Neural Conversational AI: Bridging the Gap Between Research and Real World (NeuCAIR)
Every day, millions of people use natural language interfaces in virtual digital assistants such as Amazon Alexa, Apple’s Siri, Google, Microsoft Cortana, Samsung’s Bixby and Facebook Potal via in-home devices or phones. At the same time, interest among the NLP research community in conversational systems has blossomed to the extent that Dialogue and Interactive Systems is consistently among the top three tracks in NLP conferences receiving a record number of submissions. Today’s industrial conversational AI systems are built using the traditional NLP pipeline, i.e., natural language understanding, dialog state tracking, dialog policy, and natural language generation. Despite its success, this pipeline fundamentally limits performance, humanness, and scaling of conversational AI systems.
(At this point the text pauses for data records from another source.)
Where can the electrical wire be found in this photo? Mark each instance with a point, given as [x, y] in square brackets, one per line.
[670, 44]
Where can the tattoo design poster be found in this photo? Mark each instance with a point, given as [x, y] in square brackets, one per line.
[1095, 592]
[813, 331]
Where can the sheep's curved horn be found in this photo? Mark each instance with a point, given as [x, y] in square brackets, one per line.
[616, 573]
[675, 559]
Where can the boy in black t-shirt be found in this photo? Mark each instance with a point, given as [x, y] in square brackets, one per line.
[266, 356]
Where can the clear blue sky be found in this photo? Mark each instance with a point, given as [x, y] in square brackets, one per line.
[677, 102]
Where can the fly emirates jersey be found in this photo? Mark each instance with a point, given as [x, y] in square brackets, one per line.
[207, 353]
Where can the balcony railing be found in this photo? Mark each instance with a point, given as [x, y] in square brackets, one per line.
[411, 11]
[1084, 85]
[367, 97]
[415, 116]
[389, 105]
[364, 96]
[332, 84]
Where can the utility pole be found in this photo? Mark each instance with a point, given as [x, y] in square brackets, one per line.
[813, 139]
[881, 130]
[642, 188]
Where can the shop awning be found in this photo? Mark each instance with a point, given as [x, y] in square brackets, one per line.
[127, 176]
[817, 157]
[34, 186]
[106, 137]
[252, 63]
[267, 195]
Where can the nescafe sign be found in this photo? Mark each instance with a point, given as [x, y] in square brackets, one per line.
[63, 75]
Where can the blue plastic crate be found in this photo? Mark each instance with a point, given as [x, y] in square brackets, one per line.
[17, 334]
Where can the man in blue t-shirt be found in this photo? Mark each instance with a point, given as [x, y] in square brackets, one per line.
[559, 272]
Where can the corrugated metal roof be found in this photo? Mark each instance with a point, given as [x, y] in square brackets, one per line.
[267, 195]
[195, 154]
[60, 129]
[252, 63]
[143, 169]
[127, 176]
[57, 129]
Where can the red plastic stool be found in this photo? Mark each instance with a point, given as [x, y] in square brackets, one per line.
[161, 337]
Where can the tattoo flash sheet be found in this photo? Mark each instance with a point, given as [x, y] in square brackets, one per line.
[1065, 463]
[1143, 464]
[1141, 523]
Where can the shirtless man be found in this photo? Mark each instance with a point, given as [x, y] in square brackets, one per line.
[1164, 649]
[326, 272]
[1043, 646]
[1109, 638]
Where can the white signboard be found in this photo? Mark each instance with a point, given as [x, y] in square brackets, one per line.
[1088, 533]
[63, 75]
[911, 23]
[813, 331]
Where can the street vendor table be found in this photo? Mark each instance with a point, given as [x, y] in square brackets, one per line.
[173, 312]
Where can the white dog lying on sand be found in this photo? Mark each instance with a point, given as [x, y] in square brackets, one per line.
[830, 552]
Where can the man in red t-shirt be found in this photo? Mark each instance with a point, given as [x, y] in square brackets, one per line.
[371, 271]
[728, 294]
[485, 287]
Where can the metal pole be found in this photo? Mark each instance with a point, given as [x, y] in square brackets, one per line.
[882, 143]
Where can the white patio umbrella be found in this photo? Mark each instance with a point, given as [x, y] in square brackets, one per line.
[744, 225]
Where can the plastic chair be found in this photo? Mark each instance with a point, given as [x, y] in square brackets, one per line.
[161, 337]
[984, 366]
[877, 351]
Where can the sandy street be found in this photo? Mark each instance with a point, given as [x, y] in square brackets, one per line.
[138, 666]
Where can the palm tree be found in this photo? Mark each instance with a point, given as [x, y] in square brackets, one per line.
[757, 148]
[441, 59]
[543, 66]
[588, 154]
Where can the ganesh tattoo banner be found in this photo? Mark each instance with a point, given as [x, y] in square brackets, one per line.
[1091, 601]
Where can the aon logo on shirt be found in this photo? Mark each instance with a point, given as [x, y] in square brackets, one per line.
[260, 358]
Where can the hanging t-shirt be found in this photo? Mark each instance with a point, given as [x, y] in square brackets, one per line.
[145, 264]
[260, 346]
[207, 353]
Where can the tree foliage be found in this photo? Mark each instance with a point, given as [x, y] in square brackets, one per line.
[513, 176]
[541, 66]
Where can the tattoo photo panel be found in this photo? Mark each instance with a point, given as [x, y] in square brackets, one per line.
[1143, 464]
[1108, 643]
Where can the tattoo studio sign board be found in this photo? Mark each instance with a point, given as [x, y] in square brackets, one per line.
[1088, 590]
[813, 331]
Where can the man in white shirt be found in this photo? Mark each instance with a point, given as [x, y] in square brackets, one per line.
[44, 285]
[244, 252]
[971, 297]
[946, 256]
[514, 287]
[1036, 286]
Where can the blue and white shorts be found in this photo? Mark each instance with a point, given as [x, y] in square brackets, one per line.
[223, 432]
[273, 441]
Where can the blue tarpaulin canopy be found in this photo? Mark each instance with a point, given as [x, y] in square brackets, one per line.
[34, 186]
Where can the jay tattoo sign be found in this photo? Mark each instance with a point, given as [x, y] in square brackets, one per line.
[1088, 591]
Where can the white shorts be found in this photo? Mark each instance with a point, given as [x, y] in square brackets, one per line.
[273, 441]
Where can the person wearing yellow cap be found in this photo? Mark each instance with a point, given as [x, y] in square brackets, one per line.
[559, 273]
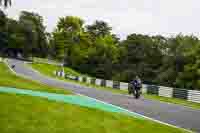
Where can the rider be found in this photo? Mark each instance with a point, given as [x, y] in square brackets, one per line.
[137, 85]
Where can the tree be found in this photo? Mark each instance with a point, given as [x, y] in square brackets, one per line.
[69, 30]
[98, 29]
[35, 33]
[3, 33]
[5, 3]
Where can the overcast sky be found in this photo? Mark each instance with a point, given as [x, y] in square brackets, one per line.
[166, 17]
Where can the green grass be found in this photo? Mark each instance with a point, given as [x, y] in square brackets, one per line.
[174, 101]
[48, 70]
[7, 78]
[26, 114]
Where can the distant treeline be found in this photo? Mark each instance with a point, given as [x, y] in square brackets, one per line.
[95, 50]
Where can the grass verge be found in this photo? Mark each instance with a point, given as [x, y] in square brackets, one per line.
[24, 114]
[47, 69]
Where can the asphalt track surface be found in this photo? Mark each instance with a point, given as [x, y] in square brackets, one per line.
[177, 115]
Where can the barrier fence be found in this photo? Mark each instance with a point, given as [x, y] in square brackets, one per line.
[189, 95]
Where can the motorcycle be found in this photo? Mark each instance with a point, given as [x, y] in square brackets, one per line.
[136, 92]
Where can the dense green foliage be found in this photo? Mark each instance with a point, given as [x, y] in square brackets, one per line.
[5, 3]
[93, 49]
[26, 36]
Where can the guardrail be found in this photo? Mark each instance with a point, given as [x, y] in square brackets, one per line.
[47, 61]
[189, 95]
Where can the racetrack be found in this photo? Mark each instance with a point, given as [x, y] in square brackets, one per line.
[170, 113]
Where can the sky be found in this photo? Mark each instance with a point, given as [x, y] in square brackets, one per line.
[152, 17]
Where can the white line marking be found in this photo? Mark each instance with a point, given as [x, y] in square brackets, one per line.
[138, 114]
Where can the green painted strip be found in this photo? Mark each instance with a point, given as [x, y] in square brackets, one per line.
[72, 99]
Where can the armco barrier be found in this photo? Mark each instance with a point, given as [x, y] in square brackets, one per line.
[194, 96]
[180, 93]
[116, 85]
[88, 80]
[93, 80]
[165, 91]
[123, 86]
[189, 95]
[98, 82]
[109, 83]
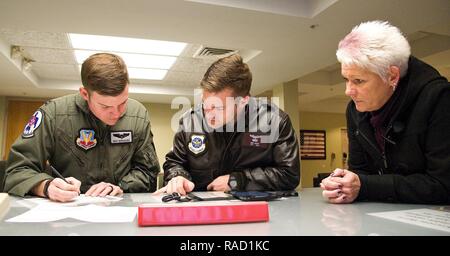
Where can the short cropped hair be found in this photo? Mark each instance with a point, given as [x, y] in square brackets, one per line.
[375, 46]
[104, 73]
[228, 72]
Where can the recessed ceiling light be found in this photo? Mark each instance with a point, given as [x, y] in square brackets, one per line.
[134, 60]
[125, 44]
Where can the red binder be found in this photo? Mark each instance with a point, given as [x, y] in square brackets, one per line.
[202, 213]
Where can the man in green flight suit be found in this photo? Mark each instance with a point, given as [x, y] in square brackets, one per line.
[99, 139]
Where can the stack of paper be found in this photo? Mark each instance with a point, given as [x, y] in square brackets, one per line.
[4, 204]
To overcome these challenges, dialog researchers have started embracing end-to-end neural approaches for the next generation of conversational AI systems, as such approaches have been setting state-of-the-art performance records on several NLP tasks. However, Neural Conversational AI systems are still far from shippable in the real world. We identify the following main outstanding questions to bridge this gap:
- Grounding in external systems
- Continual learning
The goal of this workshop is to bring together machine learning researchers and dialog researchers from academia and industry to encourage knowledge transfer and collaboration in this space with the goal of bridging the gap between research and real world use cases in neural approaches to Conversational AI. The ideal outcome of the workshop is to identify a set of concrete research directions for the research community (both NLP and representation learning communities) to enable the next generation of digital assistants via Neural Conversational AI systems. We will make the findings from this workshop broadly available to the research community.